A fire has destroyed the prominent Mount Zion African Methodist Episcopal Church in Greeneyville, South Carolina.

UPDATE: It is suspected the fire was caused by lightning strikes.

Although there is no evidence of arson, the church is the seventh place of worship serving the black community to burn down since the deadly attack on Emanuel African Methodist Episcopal Church in nearby Charleston, the Huffington Post reports.

Six of the fires during the past two weeks have occurred in Southern states, and three of these have been confirmed as arson. The other three are under investigation.

The fire took place on Tuesday night, and eventually the building collapsed. Federal authorities joined local officials on the scene. According to Mark Keel, chief of the South Carolina Law Enforcement Division, lightning could have been the cause as thunder storms had recently passed through the area.

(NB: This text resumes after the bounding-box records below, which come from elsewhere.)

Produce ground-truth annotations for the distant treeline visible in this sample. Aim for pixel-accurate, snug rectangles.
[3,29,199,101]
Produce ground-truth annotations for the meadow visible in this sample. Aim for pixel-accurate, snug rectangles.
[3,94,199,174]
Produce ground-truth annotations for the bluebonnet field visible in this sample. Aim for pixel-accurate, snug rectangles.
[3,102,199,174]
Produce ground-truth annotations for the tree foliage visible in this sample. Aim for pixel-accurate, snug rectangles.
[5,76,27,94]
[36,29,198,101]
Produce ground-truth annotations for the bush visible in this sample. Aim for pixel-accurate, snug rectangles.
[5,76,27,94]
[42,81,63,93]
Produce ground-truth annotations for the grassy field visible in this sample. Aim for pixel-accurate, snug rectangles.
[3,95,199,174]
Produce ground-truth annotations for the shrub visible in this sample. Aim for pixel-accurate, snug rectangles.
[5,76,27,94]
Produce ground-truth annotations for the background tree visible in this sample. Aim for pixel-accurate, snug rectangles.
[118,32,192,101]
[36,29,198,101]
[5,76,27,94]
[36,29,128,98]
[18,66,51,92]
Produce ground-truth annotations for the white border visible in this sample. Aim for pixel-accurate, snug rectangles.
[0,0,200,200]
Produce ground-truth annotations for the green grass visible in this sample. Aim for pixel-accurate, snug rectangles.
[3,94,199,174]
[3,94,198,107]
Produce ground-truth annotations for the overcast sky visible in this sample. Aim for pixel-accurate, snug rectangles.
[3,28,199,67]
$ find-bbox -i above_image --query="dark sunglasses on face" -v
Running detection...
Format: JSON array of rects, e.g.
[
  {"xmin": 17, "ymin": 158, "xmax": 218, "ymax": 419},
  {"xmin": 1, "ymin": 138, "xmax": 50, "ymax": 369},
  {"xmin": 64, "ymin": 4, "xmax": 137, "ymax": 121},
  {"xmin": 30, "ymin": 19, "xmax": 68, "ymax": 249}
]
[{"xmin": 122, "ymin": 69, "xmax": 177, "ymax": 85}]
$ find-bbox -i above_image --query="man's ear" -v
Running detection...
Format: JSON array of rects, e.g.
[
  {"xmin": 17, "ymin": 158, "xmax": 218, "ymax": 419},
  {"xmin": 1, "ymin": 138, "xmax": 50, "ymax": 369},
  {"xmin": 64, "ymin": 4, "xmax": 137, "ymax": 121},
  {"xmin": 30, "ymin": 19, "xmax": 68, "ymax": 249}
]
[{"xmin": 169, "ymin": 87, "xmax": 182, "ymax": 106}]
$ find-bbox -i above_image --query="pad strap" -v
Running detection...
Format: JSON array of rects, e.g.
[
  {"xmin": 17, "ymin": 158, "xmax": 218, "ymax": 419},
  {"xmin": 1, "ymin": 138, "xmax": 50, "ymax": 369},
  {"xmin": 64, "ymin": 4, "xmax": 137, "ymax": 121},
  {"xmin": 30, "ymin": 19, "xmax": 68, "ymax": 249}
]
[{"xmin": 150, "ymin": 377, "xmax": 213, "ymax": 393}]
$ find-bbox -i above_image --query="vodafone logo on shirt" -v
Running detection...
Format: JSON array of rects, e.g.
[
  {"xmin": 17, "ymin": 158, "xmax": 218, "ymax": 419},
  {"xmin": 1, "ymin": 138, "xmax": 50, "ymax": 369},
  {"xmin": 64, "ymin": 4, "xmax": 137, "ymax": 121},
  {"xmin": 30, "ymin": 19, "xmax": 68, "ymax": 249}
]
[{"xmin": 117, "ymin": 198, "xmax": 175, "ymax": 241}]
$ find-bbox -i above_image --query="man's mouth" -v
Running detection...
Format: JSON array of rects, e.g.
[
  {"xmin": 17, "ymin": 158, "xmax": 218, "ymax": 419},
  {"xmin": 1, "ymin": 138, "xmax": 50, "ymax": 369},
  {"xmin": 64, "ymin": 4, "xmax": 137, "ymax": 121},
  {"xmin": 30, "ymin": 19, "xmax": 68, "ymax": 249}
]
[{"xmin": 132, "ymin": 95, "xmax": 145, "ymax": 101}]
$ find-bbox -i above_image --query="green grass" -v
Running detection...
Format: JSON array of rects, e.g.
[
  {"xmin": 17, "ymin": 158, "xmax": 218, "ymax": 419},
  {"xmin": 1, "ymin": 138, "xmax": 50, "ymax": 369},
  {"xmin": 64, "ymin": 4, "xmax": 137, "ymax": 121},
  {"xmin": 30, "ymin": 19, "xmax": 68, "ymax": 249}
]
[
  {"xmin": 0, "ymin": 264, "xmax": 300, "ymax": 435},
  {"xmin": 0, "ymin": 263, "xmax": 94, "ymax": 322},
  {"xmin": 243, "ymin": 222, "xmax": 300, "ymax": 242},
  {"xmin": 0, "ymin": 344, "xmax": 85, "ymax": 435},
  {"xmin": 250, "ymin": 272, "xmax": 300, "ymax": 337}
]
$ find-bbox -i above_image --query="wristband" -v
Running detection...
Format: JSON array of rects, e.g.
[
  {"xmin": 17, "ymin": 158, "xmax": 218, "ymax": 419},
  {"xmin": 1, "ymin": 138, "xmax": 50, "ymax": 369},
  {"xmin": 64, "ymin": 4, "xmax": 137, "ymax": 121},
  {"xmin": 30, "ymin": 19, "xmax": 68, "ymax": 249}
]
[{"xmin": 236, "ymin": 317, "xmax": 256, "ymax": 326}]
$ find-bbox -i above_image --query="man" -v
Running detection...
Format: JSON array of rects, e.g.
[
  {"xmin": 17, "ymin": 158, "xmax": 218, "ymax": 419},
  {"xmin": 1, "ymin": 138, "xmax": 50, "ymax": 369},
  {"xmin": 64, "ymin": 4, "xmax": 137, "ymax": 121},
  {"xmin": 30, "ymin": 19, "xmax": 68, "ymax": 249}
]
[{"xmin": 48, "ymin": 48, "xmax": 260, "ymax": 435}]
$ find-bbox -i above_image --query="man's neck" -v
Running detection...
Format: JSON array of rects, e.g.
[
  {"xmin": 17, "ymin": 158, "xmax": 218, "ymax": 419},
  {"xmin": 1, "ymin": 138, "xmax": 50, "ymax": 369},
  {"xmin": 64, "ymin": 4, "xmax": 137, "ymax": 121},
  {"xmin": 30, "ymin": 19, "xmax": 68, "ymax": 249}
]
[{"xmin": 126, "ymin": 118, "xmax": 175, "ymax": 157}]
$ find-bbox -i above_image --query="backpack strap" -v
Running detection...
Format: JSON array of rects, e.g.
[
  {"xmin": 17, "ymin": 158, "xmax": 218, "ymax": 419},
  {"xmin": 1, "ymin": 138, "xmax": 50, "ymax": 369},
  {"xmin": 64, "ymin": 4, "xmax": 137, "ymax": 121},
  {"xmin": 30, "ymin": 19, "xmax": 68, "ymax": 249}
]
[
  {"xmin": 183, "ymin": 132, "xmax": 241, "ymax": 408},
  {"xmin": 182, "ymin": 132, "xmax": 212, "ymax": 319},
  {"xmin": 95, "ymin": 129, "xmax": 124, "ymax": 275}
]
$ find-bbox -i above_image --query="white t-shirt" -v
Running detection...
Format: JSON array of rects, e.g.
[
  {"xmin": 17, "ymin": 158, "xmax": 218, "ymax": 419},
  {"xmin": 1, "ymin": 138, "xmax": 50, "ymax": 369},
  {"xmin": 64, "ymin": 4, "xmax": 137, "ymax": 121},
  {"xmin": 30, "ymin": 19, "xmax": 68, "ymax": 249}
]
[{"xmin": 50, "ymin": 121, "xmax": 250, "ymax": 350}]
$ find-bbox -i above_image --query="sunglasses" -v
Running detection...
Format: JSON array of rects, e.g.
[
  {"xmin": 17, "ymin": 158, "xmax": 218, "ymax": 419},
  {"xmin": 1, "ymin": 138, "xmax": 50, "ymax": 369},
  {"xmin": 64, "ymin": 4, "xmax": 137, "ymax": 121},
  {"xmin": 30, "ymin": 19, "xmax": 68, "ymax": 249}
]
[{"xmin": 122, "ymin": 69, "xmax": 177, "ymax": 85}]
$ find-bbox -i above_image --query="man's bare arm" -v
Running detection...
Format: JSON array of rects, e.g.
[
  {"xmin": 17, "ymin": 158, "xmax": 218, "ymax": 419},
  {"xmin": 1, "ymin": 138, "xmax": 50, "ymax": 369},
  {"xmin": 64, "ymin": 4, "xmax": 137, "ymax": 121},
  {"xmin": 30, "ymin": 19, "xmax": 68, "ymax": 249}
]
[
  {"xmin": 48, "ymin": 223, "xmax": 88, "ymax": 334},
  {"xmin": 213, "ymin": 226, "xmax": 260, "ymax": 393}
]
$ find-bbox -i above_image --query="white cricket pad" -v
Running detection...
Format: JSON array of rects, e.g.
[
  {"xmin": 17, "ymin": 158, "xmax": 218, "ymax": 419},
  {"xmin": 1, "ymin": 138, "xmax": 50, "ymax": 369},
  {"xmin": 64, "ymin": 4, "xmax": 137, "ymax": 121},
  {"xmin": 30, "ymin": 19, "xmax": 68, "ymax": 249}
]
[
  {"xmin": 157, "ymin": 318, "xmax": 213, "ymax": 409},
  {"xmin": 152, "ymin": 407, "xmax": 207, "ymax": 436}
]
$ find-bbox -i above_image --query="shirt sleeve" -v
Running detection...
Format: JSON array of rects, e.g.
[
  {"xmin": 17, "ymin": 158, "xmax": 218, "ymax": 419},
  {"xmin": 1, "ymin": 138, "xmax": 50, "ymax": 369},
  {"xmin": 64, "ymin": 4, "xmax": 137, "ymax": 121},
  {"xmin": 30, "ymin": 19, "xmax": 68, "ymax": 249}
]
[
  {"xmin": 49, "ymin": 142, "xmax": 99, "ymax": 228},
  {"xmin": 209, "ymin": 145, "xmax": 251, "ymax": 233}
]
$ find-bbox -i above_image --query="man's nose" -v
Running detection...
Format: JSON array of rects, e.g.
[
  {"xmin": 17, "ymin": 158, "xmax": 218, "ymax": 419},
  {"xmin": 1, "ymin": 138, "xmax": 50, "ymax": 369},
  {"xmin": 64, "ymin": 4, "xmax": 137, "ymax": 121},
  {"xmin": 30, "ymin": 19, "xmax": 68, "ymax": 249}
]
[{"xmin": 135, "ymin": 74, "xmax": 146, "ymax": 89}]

Greeneyville’s Mount Zion African Methodist Episcopal Church was burned down by arsonists twenty years ago in 1995. The perpetrators had ties to the Ku Klux Klan as former members. President Bill Clinton attended the dedication the new church – which now burned down – in 1996.

United States has a long history of racially-motivated attacks on black churches. President Barack Obama addressed darker parts of the American history in his emotional eulogy last Friday by saying that the attack in Charleston “was an act that drew on a long history of bombs and arson and shots fired at churches, not random, but as a means of control, a way to terrorize and oppress.”